The Targeted Island: A Shield Against Storms

(Hyoteki no shima Kaji kataka)

JAPAN / 2017 / Japanese / Color, B&W / Blu-ray / 119 min

Director, Narration: Mikami Chie
Photography: Hirata Mamoru
Editing: Sunagawa Atsushi
Assistant Director: Tobaru Hideki
Producers: Hashimoto Yoshiko, Kinoshita Shigeki
Produced by: Documentary Japan, TOFOO, LLC., Mikami Chie
World Sales: TOFOO, LLC.
www.hyotekinoshima.com

The problem of US military bases in Okinawa is Japan’s problem—an obvious, yet hard to convey reality. Director Mikami Chie continues her careful documenting of the construction of the Takae helipads, to be used for the V-22 Osprey military aircraft and the new base in Henoko; conveying the voices of residents and others who rush to the scene to sit in, in fierce and unwavering resistance, suffering injury and arrest. We also see the islands of Miyako and Ishigaki, where the Japanese Self-Defense Forces are being deployed, and where progress continues on the construction of a missile base. Okinawa is also a treasure trove of culture, rich with songs and festivals—this film depicts fully the humor and rebellious spirit used to laugh off authority, as well as the traditional rituals held to celebrate fertility and abundancewhich are indispensable in places of resistance.



[Director’s Statement] I considered myself fortunate when The Targeted Village was selected for the New Asian Currents program in 2013, and We Shall Overcome for the International Competition program in 2015. Nonetheless, as I was getting ready to travel to Yamagata from Okinawa this time at my own expense, another surprise reached me: my latest film was chosen as one of the 2017 Special Invitation Films, marking my third consecutive entry into the festival. I am sincerely grateful to the documentary fans that gather in Yamagata for warmly welcoming all three films I have made, and deeply moved that such a thing has been possible.

However, the Okinawa military base situation only deteriorates, and the turbulence has only continued to increase. In Takae, Higashi Village, despite ten years of sit-in protests by local residents, the dispatch of 1,000 riot police from all over Japan led to the completion of construction of US military helipads at the end of the last year. In Henoko, the construction of a new base began on a full scale last spring. Here too, there has been an increased crackdown, with nonviolent sit-in protests that had been sustained for twenty years seeing brutal removal, followed by arrests and long-term detention.

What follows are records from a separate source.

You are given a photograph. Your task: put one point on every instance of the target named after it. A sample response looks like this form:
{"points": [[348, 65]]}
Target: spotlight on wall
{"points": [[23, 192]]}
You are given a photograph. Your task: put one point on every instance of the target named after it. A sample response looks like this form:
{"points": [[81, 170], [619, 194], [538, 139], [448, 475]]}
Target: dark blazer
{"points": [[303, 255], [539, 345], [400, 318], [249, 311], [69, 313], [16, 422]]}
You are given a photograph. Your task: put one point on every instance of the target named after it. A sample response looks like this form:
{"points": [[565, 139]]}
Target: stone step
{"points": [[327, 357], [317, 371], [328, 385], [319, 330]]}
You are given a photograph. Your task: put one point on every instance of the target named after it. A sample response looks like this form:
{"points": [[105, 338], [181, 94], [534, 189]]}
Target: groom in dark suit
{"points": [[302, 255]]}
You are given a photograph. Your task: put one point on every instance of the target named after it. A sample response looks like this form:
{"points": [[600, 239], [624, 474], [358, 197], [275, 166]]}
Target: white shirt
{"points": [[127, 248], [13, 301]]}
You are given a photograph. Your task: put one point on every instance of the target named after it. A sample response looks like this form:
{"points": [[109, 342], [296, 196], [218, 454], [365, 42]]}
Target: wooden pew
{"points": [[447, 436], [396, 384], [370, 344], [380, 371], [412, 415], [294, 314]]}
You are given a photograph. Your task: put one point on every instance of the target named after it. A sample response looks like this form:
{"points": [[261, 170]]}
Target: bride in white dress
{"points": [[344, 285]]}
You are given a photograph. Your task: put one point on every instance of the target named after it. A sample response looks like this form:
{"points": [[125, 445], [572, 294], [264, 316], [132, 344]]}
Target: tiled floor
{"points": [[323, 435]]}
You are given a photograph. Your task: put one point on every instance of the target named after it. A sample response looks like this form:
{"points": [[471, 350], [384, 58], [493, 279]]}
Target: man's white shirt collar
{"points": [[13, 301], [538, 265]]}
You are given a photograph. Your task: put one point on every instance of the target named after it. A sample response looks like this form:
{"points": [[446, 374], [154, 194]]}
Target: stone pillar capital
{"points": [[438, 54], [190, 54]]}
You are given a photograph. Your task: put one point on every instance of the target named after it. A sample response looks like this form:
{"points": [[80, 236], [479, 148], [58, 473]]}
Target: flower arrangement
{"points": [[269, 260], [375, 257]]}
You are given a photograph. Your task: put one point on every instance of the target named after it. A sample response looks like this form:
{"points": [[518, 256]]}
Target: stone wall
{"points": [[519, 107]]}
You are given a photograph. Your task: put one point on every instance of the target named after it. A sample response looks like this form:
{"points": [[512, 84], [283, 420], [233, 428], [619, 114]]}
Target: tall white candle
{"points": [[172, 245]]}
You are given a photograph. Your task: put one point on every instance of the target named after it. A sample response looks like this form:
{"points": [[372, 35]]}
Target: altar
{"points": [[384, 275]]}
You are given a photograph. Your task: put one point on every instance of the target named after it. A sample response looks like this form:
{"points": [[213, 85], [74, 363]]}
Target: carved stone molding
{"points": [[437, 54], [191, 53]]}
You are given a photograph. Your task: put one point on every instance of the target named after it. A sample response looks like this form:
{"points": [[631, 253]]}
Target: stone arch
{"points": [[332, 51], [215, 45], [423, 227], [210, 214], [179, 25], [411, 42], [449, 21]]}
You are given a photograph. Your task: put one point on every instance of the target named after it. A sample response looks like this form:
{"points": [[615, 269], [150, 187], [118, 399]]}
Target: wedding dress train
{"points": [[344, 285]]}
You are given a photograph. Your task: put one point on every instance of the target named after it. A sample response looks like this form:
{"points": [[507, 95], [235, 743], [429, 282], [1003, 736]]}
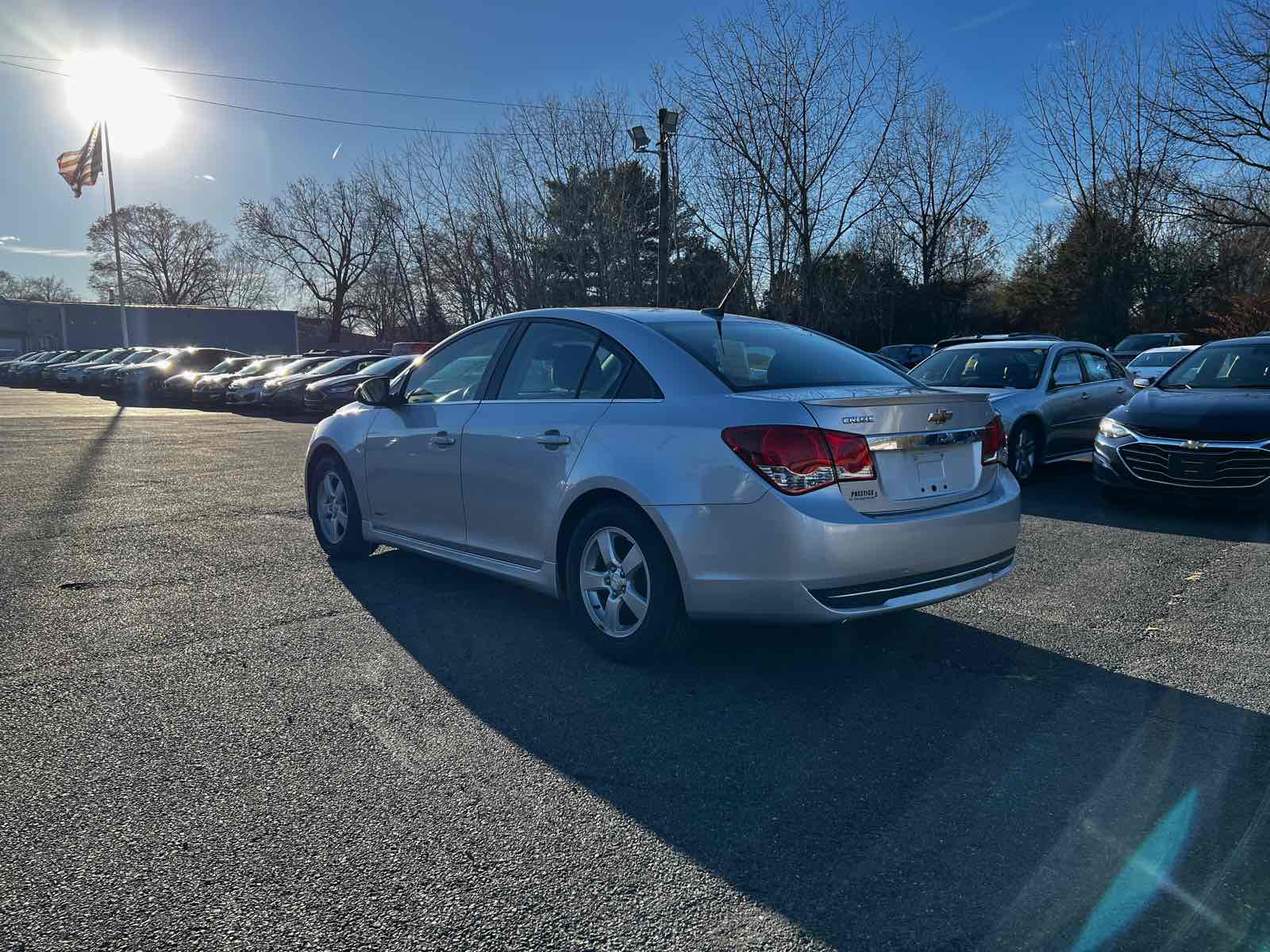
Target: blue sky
{"points": [[502, 51]]}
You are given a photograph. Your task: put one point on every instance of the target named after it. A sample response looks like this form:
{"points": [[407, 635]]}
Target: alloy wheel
{"points": [[333, 508], [614, 583]]}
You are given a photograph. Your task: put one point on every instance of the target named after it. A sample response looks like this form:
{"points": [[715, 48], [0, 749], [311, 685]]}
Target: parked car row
{"points": [[317, 382]]}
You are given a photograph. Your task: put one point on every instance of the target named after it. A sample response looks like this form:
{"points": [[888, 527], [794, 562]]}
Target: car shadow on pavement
{"points": [[1067, 492], [907, 782]]}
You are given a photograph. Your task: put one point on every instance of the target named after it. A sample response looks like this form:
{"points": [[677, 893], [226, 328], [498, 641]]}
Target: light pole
{"points": [[667, 122]]}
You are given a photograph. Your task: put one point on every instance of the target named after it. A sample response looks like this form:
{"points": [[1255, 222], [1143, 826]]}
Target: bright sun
{"points": [[131, 101]]}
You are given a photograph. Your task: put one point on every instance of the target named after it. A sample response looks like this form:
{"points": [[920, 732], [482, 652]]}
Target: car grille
{"points": [[1212, 467], [1166, 433]]}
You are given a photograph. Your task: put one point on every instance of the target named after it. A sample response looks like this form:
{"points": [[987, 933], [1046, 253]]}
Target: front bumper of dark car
{"points": [[1151, 475]]}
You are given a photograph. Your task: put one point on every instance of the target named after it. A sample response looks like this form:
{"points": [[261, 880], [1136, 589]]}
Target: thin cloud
{"points": [[992, 16], [44, 251]]}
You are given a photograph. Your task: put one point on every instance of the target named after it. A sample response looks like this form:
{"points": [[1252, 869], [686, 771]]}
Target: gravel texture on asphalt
{"points": [[213, 739]]}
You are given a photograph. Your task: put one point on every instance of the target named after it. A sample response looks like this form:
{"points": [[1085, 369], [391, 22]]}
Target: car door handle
{"points": [[552, 440]]}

The wish of the Okinawan people is simple. Instead of an island of armies, they want to live undisturbed and at peace. They have borne the unbearable for seventy-two years since the close of World War II. Why must their hopes be denied? To tell the world the story of the Okinawan people as they find themselves driven into an increasingly difficult situation, I have made these films at a quick pace—one every 18 months. Each time, I am convinced that it is not Okinawa that is at issue, nor Okinawa that is in the process of destruction, but Japan as a nation.

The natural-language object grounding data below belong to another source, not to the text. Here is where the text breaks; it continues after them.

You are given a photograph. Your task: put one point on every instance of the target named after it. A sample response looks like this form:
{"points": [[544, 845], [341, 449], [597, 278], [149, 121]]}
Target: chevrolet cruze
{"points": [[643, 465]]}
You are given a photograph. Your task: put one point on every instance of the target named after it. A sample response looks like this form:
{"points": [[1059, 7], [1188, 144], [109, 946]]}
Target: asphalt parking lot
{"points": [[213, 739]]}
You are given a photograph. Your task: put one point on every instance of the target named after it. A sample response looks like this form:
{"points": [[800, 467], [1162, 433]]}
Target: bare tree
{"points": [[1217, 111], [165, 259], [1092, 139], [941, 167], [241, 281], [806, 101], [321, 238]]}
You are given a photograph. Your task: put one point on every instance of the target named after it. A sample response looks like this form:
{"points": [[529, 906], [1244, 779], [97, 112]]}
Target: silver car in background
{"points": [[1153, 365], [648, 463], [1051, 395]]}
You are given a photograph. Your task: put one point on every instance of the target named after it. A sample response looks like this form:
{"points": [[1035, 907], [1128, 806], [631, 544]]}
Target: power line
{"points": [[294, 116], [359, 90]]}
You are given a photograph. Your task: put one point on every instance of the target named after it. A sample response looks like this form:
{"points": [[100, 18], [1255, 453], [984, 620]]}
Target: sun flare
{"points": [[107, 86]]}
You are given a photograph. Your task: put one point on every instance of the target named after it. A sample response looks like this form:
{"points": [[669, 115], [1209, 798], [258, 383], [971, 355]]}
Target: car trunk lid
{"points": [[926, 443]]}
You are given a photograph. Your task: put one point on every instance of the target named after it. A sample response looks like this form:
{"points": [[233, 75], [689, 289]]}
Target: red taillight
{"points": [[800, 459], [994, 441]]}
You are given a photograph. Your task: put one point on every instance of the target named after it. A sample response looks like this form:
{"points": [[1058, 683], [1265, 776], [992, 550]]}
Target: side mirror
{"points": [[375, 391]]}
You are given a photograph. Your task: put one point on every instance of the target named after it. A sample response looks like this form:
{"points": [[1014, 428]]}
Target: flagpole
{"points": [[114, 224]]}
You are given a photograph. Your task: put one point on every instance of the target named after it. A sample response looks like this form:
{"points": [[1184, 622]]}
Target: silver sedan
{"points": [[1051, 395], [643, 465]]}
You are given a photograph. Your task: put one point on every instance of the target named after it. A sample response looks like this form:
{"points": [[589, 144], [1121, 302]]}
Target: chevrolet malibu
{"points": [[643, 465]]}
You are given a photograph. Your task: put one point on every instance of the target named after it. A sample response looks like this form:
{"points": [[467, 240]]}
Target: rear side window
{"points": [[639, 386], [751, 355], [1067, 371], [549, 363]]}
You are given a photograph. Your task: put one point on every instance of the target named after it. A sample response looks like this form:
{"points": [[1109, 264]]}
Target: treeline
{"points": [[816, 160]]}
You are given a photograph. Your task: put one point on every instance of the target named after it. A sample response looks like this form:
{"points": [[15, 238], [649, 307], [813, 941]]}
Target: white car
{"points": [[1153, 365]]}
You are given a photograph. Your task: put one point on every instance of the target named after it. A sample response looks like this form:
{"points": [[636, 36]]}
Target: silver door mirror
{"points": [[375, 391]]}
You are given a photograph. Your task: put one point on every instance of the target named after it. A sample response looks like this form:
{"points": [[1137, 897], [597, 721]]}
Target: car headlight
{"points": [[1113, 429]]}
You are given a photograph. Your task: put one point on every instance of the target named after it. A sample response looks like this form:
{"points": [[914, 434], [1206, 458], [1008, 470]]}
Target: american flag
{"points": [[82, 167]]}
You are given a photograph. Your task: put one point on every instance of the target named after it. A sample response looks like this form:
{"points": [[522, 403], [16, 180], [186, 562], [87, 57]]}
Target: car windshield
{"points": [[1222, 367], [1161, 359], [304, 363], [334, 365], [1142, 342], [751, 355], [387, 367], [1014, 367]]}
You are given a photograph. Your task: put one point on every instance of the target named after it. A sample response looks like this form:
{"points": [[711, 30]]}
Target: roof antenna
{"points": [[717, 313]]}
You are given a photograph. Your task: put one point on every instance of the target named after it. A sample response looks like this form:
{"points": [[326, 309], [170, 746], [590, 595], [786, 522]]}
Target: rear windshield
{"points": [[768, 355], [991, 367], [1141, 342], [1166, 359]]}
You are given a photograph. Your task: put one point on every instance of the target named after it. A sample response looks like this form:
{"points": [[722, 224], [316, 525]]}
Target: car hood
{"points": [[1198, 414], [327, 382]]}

Especially in this, my latest film, The Targeted Island: A Shield Against Storms, I have tried to describe the crisis of a country content to let popular sovereignty, pacifism, and democracy all collapse rather than reveal the anguish of Okinawa. How long will it be before we hear news of the death of the first Japanese soldier since World War II? It is a question asked by Nanao Tabito at the end of the film in his song, Soldier A. What do you think the answer is?


- Mikami Chie

Journalist, filmmaker. Mikami joined Mainichi Broadcasting System as an announcer in 1987. In 1995 she moved to Okinawa for the launch of Ryukyu Asahi Broadcasting Corp. While working as main anchor for the local news program, she produced many documentary programs about Okinawan culture, nature, and society. In 2010 she received the Women in Broadcasting Award from the Society of Japanese Women in Radio and Television. The television version of The Targeted Village won many prizes including the Grand Prize at the Za-Koenji Documentary Film Festival. The theatrical version (2013) was chosen by Kinema Junpo as Best Cultural Film of the year, and at YIDFF 2013 it won the Directors Guild of Japan Award and the Citizen’s Prize. Her film We Shall Overcome was invited to be shown in the International Competition at YIDFF 2015 and in the Documentary Competition at the 2015 Busan International Film Festival. She currently works freelance as a journalist and filmmaker, and teaches Okinawan folklore at Okinawa International University as an adjunct professor.